Which confirms the behaviour we observed.

Is it ok to spam retransmission packets and wait for connection forever?

You can see that even in our case retransmission is run every 100ms, but then backs of to about 3s between last retransmissions (look at time column on the last screenshot), so our server is not drowning with useless packets.

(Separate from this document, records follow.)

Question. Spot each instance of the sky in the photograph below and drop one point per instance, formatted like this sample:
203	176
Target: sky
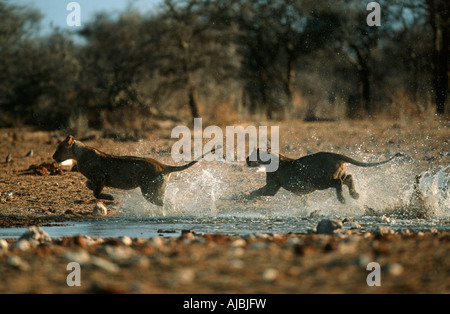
55	11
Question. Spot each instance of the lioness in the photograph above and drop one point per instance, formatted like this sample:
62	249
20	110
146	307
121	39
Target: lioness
122	172
302	176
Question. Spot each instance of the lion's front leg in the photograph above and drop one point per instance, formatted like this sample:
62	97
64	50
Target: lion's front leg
97	187
267	190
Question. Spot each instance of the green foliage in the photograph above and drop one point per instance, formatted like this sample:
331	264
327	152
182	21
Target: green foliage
271	57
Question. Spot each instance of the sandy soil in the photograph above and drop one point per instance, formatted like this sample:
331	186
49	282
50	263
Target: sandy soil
193	263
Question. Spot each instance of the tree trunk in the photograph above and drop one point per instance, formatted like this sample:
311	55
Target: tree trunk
364	75
193	101
440	22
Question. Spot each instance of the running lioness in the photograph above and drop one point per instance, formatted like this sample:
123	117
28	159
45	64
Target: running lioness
122	172
302	176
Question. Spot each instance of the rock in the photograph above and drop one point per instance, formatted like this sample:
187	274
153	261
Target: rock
394	269
328	226
382	230
270	275
100	209
22	245
119	254
239	243
126	240
156	242
80	256
16	262
104	264
3	246
36	233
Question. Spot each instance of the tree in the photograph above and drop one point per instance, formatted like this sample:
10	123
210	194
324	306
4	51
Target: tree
194	49
439	17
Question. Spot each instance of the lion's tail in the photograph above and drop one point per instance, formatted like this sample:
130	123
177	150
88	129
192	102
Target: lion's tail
170	169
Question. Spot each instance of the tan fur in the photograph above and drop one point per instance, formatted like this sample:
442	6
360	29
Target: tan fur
122	172
302	176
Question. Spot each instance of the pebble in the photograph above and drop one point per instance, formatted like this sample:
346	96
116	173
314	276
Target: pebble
16	262
104	264
36	233
394	269
270	275
100	209
3	246
328	226
383	230
82	257
22	245
126	240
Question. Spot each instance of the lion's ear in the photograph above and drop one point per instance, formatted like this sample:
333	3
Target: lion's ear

However, waiting forever is a problem. Let’s say we’ve got distributed system of Orders and Users. A user request an Orders for buying an offer, then Orders asks Users if the user is not banned. If Users is under heavy load. and can’t accept connections, Orders blocks and waits forever. Now the connections in Orders are blocked so it cannot accept anymore and the whole platform is essentially dead. That’s why after some period of time (or just period?), we should assume that server won’t respond. This is called a connection timeout and you should always set it in your HTTP Client. I will cover more when we will start building our HTTP Client.

Test fix

Let’s add connection timeout to our client

...
            clientsThreadPool.submit {
                try {
                    val connection = URL(http://localhost:8090/“).openConnection() as HttpURLConnection
                    connection.connectTimeout = 1000
                    connection.connect()
...

And now the test passes! We can see java.net.SocketTimeoutException: connect timed out on output.

Summary

We learned how our single-threaded server handles multiple connections. We learned the basic flow of TCP and we used Wireshark which is extremely helpful for debugging server and client behaviour. We actually didn’t improve anything in our server, we only learned deeper how it works already. Next up, we’re going to build some abstractions. Our server will be able to respond with something else than Hello, World! and we will get rid of hardcoded Thread.sleep That will help us to test server behaviour in the next scenarios.

As always, code samples are available on my github.